Many organizations invest in data warehouses to satisfy specific business objectives. There are different presumed functions for a data warehouse: since a data warehouse collects data from multiple sources, it could easily act as a hub for data distribution or for integrations between applications. Alternatively, one could easily use the warehouse to develop operational reports for business applications. Furthermore, many may use the data warehouse for its original well-known purpose of developing analytics and business intelligence. If all these and many more are acceptable functions of a warehouse, then why the specificity when making the investment? Can a single data warehouse do everything? The simple answer to this question is no.
One needs to establish and understand the primary function of a warehouse at its inception. This is critical for the data warehouse design and support strategies. For example, if the data warehouse is responsible for generating invoices for customers, then any disruption in the collection of data or quality of data will directly impact business function and revenue. In such an implementation, greater rigor is placed on stability of data collection processes and on quality of data to ensure we meet the established service level agreement with business.

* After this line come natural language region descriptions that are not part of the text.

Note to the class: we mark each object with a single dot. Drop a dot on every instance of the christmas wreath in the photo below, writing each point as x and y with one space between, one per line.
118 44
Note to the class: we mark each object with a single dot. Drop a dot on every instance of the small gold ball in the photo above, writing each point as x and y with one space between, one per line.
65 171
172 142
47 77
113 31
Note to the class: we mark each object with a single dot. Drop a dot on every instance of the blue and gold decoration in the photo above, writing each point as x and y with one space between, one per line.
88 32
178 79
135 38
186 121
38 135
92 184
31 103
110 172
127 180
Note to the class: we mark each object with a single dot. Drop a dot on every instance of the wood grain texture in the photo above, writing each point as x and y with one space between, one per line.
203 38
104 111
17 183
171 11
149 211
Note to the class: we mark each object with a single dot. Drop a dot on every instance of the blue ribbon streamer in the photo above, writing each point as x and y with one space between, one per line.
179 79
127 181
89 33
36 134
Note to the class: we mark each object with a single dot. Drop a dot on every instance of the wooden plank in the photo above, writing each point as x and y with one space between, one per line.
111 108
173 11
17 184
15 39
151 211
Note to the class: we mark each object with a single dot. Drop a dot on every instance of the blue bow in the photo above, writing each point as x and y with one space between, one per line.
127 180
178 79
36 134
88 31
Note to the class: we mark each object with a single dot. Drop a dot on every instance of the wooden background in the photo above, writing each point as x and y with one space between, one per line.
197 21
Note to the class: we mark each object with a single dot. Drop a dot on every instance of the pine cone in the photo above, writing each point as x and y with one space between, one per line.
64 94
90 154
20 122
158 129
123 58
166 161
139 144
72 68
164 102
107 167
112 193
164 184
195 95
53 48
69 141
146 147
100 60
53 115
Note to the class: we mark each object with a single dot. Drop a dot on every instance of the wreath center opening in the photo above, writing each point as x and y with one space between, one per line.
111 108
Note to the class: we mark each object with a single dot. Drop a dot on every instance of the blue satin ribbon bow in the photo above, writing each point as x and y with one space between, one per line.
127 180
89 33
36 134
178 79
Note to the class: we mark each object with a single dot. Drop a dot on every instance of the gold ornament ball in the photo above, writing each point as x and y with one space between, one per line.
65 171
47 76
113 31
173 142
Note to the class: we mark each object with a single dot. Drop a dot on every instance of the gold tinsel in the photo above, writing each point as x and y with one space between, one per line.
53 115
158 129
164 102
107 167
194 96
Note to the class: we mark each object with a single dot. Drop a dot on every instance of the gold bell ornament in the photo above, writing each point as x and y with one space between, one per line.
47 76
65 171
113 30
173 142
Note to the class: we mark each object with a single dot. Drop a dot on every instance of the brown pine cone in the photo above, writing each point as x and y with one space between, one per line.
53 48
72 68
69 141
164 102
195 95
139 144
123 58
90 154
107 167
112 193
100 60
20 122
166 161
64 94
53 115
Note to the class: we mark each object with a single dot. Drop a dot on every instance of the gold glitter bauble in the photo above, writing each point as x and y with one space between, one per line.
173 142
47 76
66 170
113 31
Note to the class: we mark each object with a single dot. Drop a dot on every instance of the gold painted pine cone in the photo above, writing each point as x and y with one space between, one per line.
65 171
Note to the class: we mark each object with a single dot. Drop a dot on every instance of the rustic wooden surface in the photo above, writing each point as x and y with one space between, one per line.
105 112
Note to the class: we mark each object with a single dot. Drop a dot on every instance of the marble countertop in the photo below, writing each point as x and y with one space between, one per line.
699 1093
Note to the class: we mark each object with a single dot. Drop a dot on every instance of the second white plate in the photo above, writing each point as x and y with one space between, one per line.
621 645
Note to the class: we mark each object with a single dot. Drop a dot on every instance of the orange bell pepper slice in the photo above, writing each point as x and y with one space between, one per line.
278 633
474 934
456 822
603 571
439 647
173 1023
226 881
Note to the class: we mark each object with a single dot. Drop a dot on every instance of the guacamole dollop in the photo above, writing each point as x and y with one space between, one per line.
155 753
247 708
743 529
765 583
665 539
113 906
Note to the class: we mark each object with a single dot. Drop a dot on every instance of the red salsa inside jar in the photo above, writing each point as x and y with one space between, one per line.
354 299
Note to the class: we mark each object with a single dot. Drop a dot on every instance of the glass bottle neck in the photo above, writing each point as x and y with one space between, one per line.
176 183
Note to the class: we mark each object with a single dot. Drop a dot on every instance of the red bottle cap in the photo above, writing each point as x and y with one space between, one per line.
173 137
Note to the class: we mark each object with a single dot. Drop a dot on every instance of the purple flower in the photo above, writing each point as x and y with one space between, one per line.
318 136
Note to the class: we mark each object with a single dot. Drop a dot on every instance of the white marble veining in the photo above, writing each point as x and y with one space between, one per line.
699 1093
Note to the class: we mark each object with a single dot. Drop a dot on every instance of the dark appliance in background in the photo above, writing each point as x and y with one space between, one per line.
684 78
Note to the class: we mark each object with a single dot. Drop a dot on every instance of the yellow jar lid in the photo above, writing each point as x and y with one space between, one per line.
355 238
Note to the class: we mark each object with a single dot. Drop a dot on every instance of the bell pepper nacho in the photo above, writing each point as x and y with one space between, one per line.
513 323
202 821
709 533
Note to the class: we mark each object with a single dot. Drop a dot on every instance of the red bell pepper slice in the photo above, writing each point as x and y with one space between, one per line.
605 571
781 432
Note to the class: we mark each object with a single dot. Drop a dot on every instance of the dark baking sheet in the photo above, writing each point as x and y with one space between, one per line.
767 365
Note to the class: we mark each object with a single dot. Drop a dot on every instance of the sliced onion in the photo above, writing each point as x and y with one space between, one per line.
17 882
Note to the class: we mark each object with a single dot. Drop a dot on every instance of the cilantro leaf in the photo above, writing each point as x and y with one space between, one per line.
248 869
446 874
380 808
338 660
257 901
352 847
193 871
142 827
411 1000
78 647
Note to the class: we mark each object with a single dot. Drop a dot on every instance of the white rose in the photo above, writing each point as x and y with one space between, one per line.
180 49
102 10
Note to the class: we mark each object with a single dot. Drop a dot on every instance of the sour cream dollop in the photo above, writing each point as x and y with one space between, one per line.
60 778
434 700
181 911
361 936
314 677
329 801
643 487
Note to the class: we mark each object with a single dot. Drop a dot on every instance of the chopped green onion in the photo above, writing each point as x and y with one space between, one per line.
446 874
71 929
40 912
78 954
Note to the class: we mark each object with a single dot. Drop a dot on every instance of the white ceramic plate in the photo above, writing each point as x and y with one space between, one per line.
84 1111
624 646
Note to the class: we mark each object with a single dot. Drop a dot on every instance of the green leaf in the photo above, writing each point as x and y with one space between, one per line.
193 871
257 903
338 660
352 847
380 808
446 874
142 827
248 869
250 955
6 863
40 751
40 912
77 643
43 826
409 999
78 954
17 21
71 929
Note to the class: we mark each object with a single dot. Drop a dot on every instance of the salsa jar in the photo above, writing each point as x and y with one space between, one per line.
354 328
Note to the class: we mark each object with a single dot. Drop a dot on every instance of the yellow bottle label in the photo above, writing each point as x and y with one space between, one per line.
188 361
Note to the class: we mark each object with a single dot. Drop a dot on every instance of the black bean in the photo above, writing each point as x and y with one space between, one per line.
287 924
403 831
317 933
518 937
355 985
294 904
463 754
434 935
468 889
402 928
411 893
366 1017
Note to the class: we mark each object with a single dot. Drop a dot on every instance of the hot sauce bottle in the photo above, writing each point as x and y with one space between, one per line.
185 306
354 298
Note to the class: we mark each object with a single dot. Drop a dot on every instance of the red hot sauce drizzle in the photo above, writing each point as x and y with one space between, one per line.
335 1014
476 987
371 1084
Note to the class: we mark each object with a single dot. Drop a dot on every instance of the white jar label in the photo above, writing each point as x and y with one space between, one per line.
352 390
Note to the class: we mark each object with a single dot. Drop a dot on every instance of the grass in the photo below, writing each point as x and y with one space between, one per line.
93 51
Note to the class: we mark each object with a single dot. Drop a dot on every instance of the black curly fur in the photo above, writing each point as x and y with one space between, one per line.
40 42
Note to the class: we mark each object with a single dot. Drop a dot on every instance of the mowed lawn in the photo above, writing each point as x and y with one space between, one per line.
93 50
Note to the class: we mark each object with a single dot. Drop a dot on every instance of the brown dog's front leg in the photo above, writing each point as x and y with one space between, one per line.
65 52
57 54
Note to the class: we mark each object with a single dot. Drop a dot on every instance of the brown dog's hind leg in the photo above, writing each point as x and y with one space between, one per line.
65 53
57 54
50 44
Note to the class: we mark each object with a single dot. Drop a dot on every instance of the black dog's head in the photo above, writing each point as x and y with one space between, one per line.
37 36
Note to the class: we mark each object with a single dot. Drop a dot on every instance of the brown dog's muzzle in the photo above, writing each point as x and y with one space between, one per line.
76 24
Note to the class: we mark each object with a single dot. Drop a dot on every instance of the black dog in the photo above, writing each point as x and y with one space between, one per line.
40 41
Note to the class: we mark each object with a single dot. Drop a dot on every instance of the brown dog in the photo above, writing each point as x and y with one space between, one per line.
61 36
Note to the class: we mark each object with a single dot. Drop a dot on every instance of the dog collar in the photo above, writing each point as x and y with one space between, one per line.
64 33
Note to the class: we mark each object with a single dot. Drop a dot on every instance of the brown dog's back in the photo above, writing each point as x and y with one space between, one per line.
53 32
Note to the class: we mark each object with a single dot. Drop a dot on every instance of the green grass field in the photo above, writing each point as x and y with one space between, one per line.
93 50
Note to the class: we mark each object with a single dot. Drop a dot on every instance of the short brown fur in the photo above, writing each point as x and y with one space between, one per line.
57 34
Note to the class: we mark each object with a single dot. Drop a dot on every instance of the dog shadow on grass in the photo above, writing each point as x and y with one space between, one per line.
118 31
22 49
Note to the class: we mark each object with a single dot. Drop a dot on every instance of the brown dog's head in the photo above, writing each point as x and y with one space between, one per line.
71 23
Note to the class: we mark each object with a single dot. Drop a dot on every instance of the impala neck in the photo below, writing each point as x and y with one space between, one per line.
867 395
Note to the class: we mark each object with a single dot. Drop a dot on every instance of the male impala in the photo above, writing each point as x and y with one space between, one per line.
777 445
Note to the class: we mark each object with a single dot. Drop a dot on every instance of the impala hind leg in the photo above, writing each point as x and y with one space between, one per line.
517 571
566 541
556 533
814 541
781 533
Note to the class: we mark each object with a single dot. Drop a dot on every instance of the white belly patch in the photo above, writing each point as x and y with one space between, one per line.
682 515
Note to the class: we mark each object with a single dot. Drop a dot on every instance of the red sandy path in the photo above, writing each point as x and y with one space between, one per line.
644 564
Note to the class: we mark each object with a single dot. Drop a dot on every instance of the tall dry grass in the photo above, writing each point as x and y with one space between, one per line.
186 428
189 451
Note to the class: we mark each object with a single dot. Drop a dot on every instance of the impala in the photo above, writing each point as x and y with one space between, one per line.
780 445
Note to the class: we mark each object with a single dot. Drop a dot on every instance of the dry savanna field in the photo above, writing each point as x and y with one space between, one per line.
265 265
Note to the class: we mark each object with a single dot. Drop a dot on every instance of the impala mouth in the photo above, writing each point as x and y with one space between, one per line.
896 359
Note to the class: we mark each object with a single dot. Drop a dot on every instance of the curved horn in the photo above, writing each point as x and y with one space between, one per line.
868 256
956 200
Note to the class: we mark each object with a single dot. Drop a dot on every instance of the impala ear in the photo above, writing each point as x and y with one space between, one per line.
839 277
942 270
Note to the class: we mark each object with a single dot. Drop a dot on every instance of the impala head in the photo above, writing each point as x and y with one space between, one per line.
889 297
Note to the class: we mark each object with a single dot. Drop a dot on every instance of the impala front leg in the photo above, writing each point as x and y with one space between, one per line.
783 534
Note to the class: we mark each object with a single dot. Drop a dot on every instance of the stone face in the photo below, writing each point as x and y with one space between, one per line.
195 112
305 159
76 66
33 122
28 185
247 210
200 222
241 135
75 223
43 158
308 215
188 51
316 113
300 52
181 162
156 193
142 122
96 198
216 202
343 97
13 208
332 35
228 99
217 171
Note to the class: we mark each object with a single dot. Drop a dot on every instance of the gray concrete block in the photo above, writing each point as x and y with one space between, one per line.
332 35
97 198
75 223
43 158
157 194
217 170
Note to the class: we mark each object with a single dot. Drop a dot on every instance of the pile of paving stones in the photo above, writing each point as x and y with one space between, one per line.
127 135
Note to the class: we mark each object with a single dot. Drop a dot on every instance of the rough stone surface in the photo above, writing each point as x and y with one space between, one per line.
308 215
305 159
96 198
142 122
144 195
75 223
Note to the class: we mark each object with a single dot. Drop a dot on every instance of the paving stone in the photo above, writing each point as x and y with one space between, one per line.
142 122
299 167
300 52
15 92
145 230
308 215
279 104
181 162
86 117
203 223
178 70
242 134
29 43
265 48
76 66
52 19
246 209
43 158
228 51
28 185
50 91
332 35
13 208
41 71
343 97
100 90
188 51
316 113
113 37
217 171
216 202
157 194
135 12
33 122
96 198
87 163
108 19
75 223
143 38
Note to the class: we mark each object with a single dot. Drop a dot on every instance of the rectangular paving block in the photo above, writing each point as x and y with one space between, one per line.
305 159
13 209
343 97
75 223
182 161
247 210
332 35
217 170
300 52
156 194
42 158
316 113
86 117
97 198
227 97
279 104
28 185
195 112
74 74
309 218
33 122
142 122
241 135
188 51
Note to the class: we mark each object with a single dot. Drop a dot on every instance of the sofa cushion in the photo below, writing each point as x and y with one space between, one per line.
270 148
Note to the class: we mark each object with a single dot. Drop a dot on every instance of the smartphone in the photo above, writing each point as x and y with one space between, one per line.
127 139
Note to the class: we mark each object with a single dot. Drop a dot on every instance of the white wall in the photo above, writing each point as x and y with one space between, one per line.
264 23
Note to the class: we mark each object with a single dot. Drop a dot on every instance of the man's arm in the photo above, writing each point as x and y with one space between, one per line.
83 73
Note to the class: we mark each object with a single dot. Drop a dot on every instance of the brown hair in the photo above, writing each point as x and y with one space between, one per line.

On the other hand, if warehouse’s primary function is analytics and supporting executive decisions, then one must place more emphasis on collecting data from across the institution.
At Washington University in St. Louis, we are shifting our paradigm. Our legacy data warehouse supported operational reporting within units. This approach was necessary, as our applications did not have robust reporting capabilities; however, that is changing and most of our newer business applications have robust reports and report development platforms. Our new direction is to move the data warehouse towards a more analytically-oriented tool, while also supporting historical and cross-domain reporting. This shift is significant and intentional, as newer applications in our ecosystem have robust operational reporting capabilities and there is limited value in creating another environment to fulfill the operational reporting goal.
Additionally, we feel interdisciplinary programs and research are gaining prominence, and the data warehouse is the one application that can rise up to the challenge. The data warehouse can go across domains and applications to support analytics and development of reports. University executives and senior leaders within schools can lean on the data warehouse to provide insight for complex business questions. Lastly, the data warehouse program is a journey, where the data warehouse’s value for an institution grows with time. As we get more and more data into the warehouse, the analytics get richer and more accurate.
The data warehouse program is like the Star Wars movie franchise – with every movie released, the characters become richer and the audience gains a better understanding of the overall plot. Similarly, with every data warehouse release we add more data to the warehouse, making insights richer, more meaningful, and more precise. This program will enable WashU leadership to make decisions that are rooted in rich data.